As comunidades vítimas de demolições são diversas, a maior parte é mesmo pobre, mas a maior parte fez o ensino de base e, um ou outro, fez o médio e mesmo aquelas cujas casas já estão marcadas para serem demolidas, ainda não foram demolidas com quem nós estamos a trabalhar no perímetro urbano, estes já encontra alguns no ensino superior, um ou outro já terminou o ensino superior, mas a maior parte naturalmente são todos de condição humilde (ENTREVISTA. Pr. Pio Wakussanga, 20 nov.2011).

E, finalmente, os ouvintes do programa de rádio da organização, emitido numa estação emissora local denominada Sociedade Aberta, que aborda temas ligados a cidadania e desenvolvimento para informar as pessoas e dotá-las dos mecanismos necessários para o exercício da cidadania, levando-as a interagirem com os titulares de cargos públicos.

Assim sendo, a ACC desenvolve o projeto de Advocacia na zona periférica e urbana com o objetivo de prestar assessoria jurídica aos grupos locais em defesa da terra, dos recursos naturais e meio ambiente. Existe, ainda, um pequeno projeto de Alfabetização constituído principalmente por mulheres agropastoris.
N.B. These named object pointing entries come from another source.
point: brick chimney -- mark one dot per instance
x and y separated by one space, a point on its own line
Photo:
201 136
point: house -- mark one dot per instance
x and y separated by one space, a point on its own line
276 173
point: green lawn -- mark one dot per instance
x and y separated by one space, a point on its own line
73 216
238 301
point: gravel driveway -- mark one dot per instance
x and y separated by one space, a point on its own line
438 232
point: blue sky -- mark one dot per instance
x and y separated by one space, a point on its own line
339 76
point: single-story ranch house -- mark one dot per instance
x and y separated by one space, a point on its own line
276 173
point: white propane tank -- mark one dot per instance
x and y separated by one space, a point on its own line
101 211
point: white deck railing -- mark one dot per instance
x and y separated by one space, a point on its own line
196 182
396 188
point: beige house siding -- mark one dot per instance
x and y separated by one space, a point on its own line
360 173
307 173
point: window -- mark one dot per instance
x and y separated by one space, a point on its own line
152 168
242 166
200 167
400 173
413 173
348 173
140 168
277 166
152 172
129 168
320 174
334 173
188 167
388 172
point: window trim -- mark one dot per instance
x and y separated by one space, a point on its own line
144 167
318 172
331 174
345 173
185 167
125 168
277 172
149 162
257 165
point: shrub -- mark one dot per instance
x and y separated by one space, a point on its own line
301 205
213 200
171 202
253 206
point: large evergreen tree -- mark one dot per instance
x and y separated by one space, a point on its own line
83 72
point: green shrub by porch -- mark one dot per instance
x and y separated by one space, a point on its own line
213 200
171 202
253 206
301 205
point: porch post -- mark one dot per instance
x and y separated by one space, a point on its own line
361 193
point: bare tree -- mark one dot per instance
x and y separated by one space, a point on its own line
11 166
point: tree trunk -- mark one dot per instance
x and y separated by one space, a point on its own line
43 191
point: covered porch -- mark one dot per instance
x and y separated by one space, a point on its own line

Este projeto é semelhante a outro, de formação, porém, implementado de modo diferente, desenvolvido nas zonas urbanas e cujo objetivo fundamental é a conscientização dos direitos a moradia adequada.

Todos estes projetos trabalham a educação em direitos humanos como tema transversal, com um forte componente de conscientização sobre direitos, abordando matérias constantes dos pactos internacionais e dos compromissos assumidos por Angola neste âmbito, e o modo como a Constituição da República se inspirou nestas convenções.

A formação inclui também outras leis ordinárias que refletem a aplicação dos direitos humanos, especialmente na formação das lideranças locais. As comunidades têm uma consciência elevada da sua dignidade.

156 O termo transumância designa uma técnica de criação de gado praticada em regiões montanhosas e de terreno

acidentado, e que consiste em deslocar os animais para a montanha no início da primavera de forma a aproveitar os pastos, e em trazê-los de volta para as zonas mais baixas. Existe um projeto transumância no sul de Angola, é um projeto de “Melhoria de Acesso à Água e às Pastagens para as comunidades de Pastores nos Corredores de Transumância”. Disponível em:<http://www.huila.gov.ao/TodasPublicacoes.aspx>. Acesso em: 23 dez.2011. Os corredores facilitariam o trabalho destes criadores.

O que a ACC tem feito, mais não é senão dar forma aos direitos no contexto daquelas comunidades. Por exemplo, no que se refere ao direito à terra, as populações têm plena consciência que esta lhes foi legada por seus antepassados e o Estado angolano é recente tendo encontrado as pessoas a viverem naquelas terras. Por isso, em seu entender, ali onde nasceram, é onde também está o umbigo delas, daí resistirem à expropriação que tem sido feita, vista como sendo injusta. Na visão destas comunidades, é inconcebível que alguém as tire de suas terras, onde estão enterrados seus umbigos, a terra que lhes foi concedida por seus antepassados, um direito inalienável e sagrado.

De momento, esta formação está consignada somente no interior, nas comunidades agropastoris e, por dificuldades financeiras, não tem sido possível estendê-las a outras comunidades ou lideranças.